The task force for ESIF is in dialogue with DG Internal Market and Services of the European Commission. Both would like to avoid establishing a new European institution and therefore a partnership agreement is being negotiated with the European Investment Fund (EIF) with a view to them implementing ESIF. The EIF has been developing a similar concept and therefore this partnership is welcome and likely to be mutually supported.

The objective is to evolve the 12 principles of the Communiqué into a technically robust and financially sustainable model so that it can be adopted by the European Commission. An initial budget for pilot projects is being finalised with the EIF, with seed capital expected from the European Investment Bank (EIB). Private match funding for the pilots will be sought from 2012. The pilot phase will run for the next two years until the 2014-2020 European budget is implemented.

There is a lot of work to be done

Some principles of the Communiqué challenge the status quo in Brussels and Luxembourg. For example, the EIF typically invest equity capital on a pari passu basis with co-investors – but this will be difficult for ESIF to achieve.

Investors with national priorities (such as KfW, CDC or Big Society Capital) are unlikely to invest at a European-wide level if those funds are not explicitly committed to their own regions. International and commercial investors (such as Deutsche Bank, Société Générale or JP Morgan) may be attracted, but probably only to invest by way of debt obligations and not equity capital.

Something must give. For ESIF to attract non-public capital in a meaningful way, it will need to be tailored to both the interests of nationally based investors and international investors.
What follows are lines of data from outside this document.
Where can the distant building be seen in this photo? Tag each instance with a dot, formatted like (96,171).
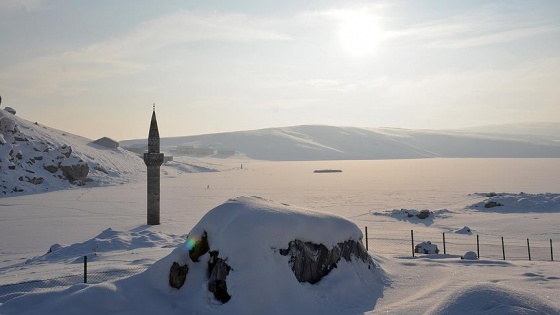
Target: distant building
(10,110)
(107,142)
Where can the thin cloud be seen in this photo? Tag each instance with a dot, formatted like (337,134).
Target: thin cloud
(25,5)
(131,53)
(475,29)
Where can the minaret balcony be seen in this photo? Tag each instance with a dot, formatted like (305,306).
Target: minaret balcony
(153,159)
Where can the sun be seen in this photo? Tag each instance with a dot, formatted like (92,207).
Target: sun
(359,32)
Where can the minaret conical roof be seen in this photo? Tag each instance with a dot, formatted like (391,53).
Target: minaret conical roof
(153,135)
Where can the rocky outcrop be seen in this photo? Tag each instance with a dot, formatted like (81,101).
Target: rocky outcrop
(426,248)
(76,172)
(218,271)
(492,204)
(310,262)
(178,275)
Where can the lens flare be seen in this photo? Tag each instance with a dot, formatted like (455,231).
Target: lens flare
(190,243)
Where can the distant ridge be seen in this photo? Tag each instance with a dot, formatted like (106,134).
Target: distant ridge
(318,142)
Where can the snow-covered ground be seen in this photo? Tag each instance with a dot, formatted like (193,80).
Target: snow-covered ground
(366,192)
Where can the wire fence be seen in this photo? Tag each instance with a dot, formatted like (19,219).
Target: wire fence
(486,247)
(385,243)
(10,291)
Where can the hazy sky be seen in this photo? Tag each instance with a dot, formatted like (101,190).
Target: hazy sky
(94,68)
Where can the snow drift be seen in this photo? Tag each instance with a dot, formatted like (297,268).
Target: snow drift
(247,234)
(491,299)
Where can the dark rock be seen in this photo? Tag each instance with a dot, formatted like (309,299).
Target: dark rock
(51,168)
(218,270)
(101,169)
(492,204)
(77,172)
(200,248)
(423,214)
(426,248)
(310,262)
(67,151)
(36,180)
(178,275)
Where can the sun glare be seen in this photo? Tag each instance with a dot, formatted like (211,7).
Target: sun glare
(359,32)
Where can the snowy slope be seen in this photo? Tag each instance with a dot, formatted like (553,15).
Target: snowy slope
(35,158)
(314,142)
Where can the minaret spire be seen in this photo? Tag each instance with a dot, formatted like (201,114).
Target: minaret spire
(153,160)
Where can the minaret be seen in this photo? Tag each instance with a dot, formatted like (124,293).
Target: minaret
(153,160)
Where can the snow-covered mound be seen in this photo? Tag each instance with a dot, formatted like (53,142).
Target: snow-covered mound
(490,299)
(515,203)
(36,158)
(242,243)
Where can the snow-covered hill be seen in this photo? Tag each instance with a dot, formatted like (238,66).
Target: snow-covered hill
(35,158)
(314,142)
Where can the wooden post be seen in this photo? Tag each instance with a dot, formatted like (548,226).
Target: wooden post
(477,247)
(412,239)
(367,247)
(444,251)
(528,249)
(85,269)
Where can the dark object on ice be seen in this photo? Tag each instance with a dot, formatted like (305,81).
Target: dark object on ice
(492,204)
(327,171)
(311,262)
(426,248)
(178,275)
(218,270)
(423,214)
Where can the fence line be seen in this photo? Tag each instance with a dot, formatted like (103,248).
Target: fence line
(458,244)
(486,247)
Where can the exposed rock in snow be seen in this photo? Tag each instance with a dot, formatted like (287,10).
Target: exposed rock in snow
(426,248)
(310,262)
(38,159)
(246,238)
(464,230)
(470,256)
(425,216)
(522,202)
(10,110)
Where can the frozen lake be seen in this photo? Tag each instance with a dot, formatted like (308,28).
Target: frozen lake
(30,224)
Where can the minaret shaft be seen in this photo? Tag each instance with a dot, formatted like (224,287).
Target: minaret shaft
(153,160)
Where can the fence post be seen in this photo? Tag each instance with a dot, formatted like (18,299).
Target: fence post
(367,247)
(528,249)
(412,241)
(444,251)
(477,247)
(85,269)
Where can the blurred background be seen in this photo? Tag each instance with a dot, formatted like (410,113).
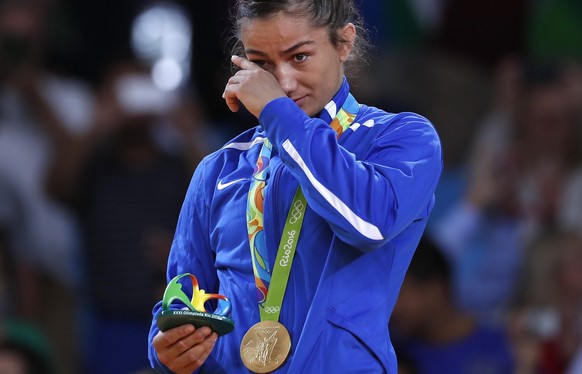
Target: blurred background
(106,108)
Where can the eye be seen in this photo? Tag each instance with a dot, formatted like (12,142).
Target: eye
(265,65)
(300,57)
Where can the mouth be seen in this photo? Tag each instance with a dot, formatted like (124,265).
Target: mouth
(299,100)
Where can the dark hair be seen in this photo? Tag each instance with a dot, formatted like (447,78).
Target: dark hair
(331,14)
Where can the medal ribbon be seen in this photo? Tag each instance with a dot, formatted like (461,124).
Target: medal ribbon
(271,283)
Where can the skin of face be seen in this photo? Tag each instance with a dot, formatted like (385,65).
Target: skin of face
(306,66)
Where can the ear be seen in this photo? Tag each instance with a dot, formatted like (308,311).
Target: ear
(348,35)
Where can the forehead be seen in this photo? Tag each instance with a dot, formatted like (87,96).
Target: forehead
(279,30)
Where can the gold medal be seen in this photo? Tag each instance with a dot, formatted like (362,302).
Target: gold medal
(265,347)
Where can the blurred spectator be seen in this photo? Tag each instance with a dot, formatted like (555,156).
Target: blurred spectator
(433,332)
(126,178)
(553,29)
(16,358)
(38,105)
(520,167)
(547,320)
(23,346)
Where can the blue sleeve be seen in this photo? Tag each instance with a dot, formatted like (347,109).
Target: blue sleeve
(368,200)
(190,252)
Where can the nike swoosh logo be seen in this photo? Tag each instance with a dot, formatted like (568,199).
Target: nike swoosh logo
(222,186)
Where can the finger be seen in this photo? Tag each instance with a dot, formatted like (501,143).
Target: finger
(171,336)
(243,63)
(231,99)
(191,340)
(196,355)
(209,342)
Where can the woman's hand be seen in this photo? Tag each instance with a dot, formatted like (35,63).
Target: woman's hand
(252,86)
(184,349)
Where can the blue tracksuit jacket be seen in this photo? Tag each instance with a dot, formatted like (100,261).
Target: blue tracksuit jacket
(369,196)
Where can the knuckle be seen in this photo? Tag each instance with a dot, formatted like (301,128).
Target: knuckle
(182,345)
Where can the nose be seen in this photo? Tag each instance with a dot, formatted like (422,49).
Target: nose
(285,75)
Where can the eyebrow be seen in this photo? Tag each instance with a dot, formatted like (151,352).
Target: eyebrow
(287,51)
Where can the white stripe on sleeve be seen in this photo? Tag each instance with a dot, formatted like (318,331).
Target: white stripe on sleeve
(245,146)
(365,228)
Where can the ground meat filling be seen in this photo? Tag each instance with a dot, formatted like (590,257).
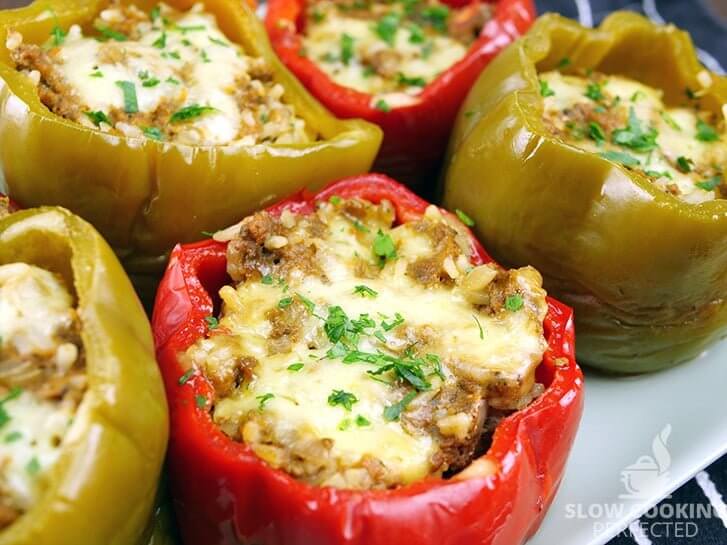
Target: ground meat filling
(329,360)
(164,75)
(681,148)
(42,381)
(390,49)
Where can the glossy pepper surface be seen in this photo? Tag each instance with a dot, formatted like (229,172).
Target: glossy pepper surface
(645,272)
(226,495)
(101,490)
(415,136)
(142,195)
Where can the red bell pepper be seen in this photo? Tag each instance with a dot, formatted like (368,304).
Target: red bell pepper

A small number of private foundations or niche investors may otherwise be attracted, but the large pool of non-public and commercial capital is unlikely to budge.

This is just one of the conundrums that will need to be unpicked during the pilot phase from 2012 – 2013. There are other issues such as risk appetite, types of capital required, and the need to build capacity amongst local investors and intermediaries.

Fortunately the ESIF Communiqué is a roadmap for resolving these issues.

An open platform going forwards

The task force for ESIF is an open platform and seeks to create a representative and authoritative voice for social investment practitioners across Europe in influencing how the ESIF mechanism should be structured. Social investors and alternative financiers are invited to join and support the task force, to strengthen the body of experience and to participate in the pilot phase.